Background: Bacterial contamination of the transfer catheter during embryo transfer is associated with poor clinical outcomes. Antibiotics at the time of embryo transfer may improve outcomes. We evaluated the effect of co-amoxiclav on the rates of bacterial contamination of transfer catheters and clinical pregnancy.
Methods: On the day of oocyte collection, 350 patients were randomized, with sequentially numbered opaque-sealed envelopes containing treatment allocation assigned randomly by computer, to receive co-amoxiclav on the day before and the day of embryo transfer, or no antibiotics.

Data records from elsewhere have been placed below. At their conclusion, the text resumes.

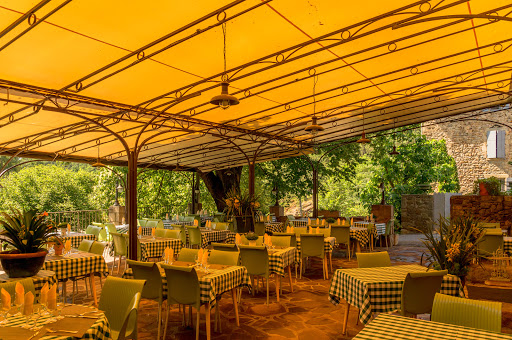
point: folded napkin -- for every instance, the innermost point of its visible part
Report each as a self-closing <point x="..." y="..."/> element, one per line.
<point x="19" y="297"/>
<point x="67" y="246"/>
<point x="52" y="297"/>
<point x="43" y="295"/>
<point x="6" y="299"/>
<point x="28" y="306"/>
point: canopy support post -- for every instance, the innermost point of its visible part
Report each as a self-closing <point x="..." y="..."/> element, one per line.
<point x="132" y="205"/>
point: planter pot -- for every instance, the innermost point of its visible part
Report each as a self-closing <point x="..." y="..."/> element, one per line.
<point x="22" y="265"/>
<point x="244" y="224"/>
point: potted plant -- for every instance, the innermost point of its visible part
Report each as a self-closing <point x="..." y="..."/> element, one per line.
<point x="27" y="234"/>
<point x="252" y="237"/>
<point x="241" y="208"/>
<point x="454" y="245"/>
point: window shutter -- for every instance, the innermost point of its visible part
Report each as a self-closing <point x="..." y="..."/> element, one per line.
<point x="501" y="144"/>
<point x="491" y="144"/>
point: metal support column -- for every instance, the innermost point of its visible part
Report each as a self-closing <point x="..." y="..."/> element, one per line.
<point x="132" y="204"/>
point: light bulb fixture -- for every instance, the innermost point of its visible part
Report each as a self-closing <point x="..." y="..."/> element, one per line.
<point x="224" y="100"/>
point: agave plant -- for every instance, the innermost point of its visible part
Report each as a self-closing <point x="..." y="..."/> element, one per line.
<point x="27" y="232"/>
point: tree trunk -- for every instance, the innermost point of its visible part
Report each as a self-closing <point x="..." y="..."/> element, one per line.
<point x="219" y="182"/>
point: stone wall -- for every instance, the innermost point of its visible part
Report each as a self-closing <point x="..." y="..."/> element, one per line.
<point x="466" y="142"/>
<point x="417" y="210"/>
<point x="486" y="208"/>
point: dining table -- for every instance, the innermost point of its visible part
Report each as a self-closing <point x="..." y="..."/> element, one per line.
<point x="70" y="323"/>
<point x="394" y="327"/>
<point x="378" y="289"/>
<point x="76" y="264"/>
<point x="212" y="283"/>
<point x="42" y="277"/>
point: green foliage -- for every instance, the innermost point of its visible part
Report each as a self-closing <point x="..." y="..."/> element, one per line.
<point x="27" y="232"/>
<point x="491" y="184"/>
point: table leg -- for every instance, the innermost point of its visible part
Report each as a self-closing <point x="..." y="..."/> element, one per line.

Following transfer, the catheter tips were cultured and assessed to identify the organism(s) isolated and to quantify the level of the contamination. Couples were followed for 8 weeks to determine whether they had achieved clinical pregnancy. Outcome assessors were blinded to the treatment allocation, and the analysis was by intention to treat.
Results: Antibiotics significantly reduced catheter contamination rates (49.4 versus 62.3%, RR = 0.79, 95% CI: 0.64, 0.97, P = 0.03). There was no difference detected in clinical pregnancy rates between the two groups (36.0 versus 35.5%, P = 0.83) although there was a significant (P = 0.03) association between the level of bacterial contamination and clinical pregnancy rates.
Conclusions: Co-amoxiclav reduces catheter contamination, but this is not translated into better clinically relevant outcomes such as clinical pregnancy rates. Our findings do not support the routine use of antibiotics at embryo transfer.